# Another surprise>



## youngdon (Mar 10, 2010)

I hope no one had their sights set on a Nevada bear hunt.

http://www.grandviewoutdoors.com/pr...te-to-set-nevada-bear-hunting-season-appealed


----------



## Mattuk (Oct 16, 2010)

Thats sad news, I know the black bear is a threatened species across the country, so where its population is growing and may cause more bear/human conflict the best thing to do is allow that to happen . Makes perfect sense to me.


----------



## bones44 (Jan 7, 2011)

Very sad. These are the same people who will complain of those conflicts in the future. I despise the breath of every animal rights activist out there.


----------



## Mattuk (Oct 16, 2010)

Really? The same people who are at the moment saying don't shoot will then call for a cull of problem bears?


----------



## bones44 (Jan 7, 2011)

Of course. They do it all the time in this country. Very sad Matt. Time and again. Just like in Michigan, the fruitcakes want the deer to get birth control instead of culling. Worse yet, some call to have them relocated to be someone else's problem. Laughable ideas at best. Just like the bumper stickers I've seen that say "save a deer,shoot an activist". LMAO


----------



## Mattuk (Oct 16, 2010)

Well I just thought the idiots would carry on trying to protect the bears not call to shoot them. We get the same things over here but they tend to get laughed out of town, apart from when they banned hunting foxes with hounds!


----------



## bones44 (Jan 7, 2011)

Oh yea, if a bear injures someone it's definitely dead. If they don't pose a real threat most places try to relocate them. Here in Michigan they're range is becoming larger. I told Brian yesterday that the Game officers removed one just north of where he lives. We have a couple in our area that are so smart that they can't be caught !! LOL


----------



## Mattuk (Oct 16, 2010)

I bet my .243 would reach out and catch them ok!


----------



## bones44 (Jan 7, 2011)

I bet it would !!


----------



## On a call (Mar 3, 2010)

your .243 is on the light side though. I would work but..you really want a 160 or larger grain bullet, 220 grain are common with the guys I know.

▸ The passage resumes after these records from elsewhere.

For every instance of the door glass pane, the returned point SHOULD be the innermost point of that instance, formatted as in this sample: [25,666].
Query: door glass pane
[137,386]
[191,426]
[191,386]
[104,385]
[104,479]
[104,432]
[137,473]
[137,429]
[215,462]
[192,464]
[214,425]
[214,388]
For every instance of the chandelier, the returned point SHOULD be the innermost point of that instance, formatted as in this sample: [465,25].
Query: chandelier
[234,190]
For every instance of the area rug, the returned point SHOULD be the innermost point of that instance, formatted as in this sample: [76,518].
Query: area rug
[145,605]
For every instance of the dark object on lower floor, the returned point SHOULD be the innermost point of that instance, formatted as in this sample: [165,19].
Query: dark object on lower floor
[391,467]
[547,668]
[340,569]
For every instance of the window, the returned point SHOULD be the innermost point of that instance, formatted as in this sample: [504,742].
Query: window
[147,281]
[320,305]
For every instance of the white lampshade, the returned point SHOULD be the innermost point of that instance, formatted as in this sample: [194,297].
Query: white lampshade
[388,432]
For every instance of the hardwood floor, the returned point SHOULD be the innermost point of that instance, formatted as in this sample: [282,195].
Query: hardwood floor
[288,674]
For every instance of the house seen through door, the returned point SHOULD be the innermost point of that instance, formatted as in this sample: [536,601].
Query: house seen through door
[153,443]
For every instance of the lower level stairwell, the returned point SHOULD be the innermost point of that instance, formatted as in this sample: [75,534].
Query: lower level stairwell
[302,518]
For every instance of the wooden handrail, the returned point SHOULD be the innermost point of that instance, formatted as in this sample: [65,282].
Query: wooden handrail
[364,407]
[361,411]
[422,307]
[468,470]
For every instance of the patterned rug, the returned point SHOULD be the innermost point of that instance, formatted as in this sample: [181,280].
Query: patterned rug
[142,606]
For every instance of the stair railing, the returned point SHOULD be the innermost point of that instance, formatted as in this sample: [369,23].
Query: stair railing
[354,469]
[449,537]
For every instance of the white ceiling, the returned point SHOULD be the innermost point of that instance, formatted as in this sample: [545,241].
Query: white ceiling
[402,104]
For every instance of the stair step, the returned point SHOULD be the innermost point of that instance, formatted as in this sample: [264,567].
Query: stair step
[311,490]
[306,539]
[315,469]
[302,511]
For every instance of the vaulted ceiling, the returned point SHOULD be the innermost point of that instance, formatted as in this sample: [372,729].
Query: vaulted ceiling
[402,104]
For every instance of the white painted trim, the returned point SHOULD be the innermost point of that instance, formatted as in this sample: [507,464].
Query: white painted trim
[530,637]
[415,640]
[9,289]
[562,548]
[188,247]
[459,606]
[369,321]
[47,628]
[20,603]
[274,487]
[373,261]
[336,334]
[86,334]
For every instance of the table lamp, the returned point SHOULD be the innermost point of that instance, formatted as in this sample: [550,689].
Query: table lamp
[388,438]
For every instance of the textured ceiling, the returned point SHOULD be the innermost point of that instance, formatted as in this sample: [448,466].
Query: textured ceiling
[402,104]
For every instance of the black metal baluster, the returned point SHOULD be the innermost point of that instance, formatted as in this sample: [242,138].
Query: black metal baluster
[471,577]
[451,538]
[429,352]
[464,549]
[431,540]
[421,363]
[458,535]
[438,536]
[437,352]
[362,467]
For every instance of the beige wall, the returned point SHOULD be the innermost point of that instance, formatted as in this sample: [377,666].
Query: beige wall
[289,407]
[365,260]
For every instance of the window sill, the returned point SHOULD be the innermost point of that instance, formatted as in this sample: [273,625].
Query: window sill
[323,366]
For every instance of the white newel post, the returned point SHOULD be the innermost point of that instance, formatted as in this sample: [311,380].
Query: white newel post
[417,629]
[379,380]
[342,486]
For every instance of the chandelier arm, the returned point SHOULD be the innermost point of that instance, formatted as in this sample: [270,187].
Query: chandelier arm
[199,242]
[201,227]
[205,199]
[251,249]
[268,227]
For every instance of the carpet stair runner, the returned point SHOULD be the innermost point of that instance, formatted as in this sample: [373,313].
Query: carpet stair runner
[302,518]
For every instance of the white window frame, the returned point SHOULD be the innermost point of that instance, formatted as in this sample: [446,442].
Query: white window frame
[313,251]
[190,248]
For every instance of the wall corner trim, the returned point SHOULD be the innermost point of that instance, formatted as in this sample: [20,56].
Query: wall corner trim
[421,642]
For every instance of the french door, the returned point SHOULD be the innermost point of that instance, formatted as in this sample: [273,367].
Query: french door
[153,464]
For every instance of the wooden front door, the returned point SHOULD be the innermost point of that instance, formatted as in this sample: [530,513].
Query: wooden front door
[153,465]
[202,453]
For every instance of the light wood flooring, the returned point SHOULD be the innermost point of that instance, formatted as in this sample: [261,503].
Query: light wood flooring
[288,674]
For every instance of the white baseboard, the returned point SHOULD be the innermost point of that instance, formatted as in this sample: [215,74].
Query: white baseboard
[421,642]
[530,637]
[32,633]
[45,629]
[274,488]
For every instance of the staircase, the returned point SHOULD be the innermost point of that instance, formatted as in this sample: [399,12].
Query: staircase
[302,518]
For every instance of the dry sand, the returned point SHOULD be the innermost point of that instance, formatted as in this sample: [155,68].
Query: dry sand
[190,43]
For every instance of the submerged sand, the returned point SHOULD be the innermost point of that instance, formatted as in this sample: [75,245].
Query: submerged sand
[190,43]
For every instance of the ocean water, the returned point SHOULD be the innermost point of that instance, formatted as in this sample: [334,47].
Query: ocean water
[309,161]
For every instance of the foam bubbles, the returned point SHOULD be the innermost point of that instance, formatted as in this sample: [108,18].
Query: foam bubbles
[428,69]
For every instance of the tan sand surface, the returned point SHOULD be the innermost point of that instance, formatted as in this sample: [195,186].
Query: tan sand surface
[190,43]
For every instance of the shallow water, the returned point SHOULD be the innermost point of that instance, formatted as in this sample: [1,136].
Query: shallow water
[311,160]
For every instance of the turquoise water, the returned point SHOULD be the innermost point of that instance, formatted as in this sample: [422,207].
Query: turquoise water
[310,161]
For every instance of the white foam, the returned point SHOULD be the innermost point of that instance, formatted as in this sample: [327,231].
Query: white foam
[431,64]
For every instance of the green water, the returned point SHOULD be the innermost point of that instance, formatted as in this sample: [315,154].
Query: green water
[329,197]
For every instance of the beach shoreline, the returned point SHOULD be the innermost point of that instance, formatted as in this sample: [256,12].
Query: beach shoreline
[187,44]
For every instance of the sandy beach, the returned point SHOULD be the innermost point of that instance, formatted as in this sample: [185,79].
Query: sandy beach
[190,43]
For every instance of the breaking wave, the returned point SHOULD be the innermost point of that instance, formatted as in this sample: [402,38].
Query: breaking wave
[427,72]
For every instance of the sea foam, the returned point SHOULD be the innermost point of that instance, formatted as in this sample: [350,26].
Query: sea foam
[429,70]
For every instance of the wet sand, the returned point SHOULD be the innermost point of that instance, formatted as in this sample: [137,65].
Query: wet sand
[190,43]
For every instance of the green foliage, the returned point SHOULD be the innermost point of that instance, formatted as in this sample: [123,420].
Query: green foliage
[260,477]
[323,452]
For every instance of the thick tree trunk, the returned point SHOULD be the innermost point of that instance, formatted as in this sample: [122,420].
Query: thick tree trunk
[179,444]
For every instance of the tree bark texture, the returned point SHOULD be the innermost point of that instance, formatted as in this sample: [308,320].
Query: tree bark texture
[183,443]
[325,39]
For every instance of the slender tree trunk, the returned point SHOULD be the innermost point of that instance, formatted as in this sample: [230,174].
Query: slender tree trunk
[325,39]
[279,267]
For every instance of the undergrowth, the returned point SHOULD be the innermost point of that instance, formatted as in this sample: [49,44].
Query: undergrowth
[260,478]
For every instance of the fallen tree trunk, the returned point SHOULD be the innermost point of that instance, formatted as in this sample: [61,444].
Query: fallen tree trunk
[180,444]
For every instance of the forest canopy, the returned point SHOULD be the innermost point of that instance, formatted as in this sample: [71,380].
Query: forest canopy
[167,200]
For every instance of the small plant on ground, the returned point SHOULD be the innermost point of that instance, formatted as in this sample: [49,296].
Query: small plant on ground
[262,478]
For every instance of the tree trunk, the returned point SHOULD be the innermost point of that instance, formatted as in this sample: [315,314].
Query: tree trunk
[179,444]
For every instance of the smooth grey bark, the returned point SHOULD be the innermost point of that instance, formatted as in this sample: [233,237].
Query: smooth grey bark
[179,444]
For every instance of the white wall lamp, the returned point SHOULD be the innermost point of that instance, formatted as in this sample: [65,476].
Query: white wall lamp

I agree...too bad and you guys are right.


----------



## Antlerz22 (Apr 18, 2011)

Ahhh so thats the caliber of your sweet Sako Forrester! and yes I hope a bear eats her pets or her lol


----------



## Mattuk (Oct 16, 2010)

Neck shooting a black bear with my .243, I'll take that shot! Up until a week ago I thought the same as you Brian.


----------



## Mattuk (Oct 16, 2010)

Antlerz22 said:


> Ahhh so thats the caliber of your sweet Sako Forrester! and yes I hope a bear eats her pets or her lol


No its a CZBruno 601ZKK.


----------



## bones44 (Jan 7, 2011)

Brians awake now !!


----------



## Antlerz22 (Apr 18, 2011)

Ok do you own a Sako, that I THOUGHT I saw in the picture on a fallow deer with the diffuser on? Or is specifically the .243 the CZBruno? Because I posted earlier on one of your pictures.


----------



## Mattuk (Oct 16, 2010)

Its the same rifle.


----------



## Antlerz22 (Apr 18, 2011)

Thats uncanny because a Sako has the little fox/bear looking icon on the bottom of the grip stock and the end cap on stock forend, looks the same as well as the checkering. Ok I'll take your word for it, ssigh thought I saw an old friend there. How does the diffuser work for you, does it slightly muffle the blast or what?


----------



## youngdon (Mar 10, 2010)

The .243 would definitly be enough gun, with the right bullet, and a steady hand of course. Unless or untill you run into brown bear or Grizzly country. The thing with bears is that they will many times run *to* the thing that caused them pain, not away from it and when they get to it they mean to inflict some pain of their own. So you had better shoot well or run fast.


----------



## Mattuk (Oct 16, 2010)

youngdon said:


> The .243 would definitly be enough gun, with the right bullet, and a steady hand of course. Unless or untill you run into brown bear or Grizzly country. The thing with bears is that they will many times run *to* the thing that caused them pain, not away from it and when they get to it they mean to inflict some pain of their own. So you had better shoot well or run fast.


I'll stick to the blacks with a .243 I think Don! I shoot a 100gr at everything.


----------



## Mattuk (Oct 16, 2010)

Antlerz22 said:


> Thats uncanny because a Sako has the little fox/bear looking icon on the bottom of the grip stock and the end cap on stock forend, looks the same as well as the checkering. Ok I'll take your word for it, ssigh thought I saw an old friend there. How does the diffuser work for you, does it slightly muffle the blast or what?


Its a bruno has been for over 10 years and will continue to be as well!

The sound moderator helps balance the rifle and takes the loud crack out of the shot so when neck shooting a second or third deer can be taken.


----------



## youngdon (Mar 10, 2010)

Mattuk said:


> I'll stick to the blacks with a .243 I think Don! I shoot a 100gr at everything.


Good idea.....unless you want to help grow a tree somewhere.


----------



## Mattuk (Oct 16, 2010)

No I've planted over 50,000 trees so far in my life I don't need one to be remembered by!


----------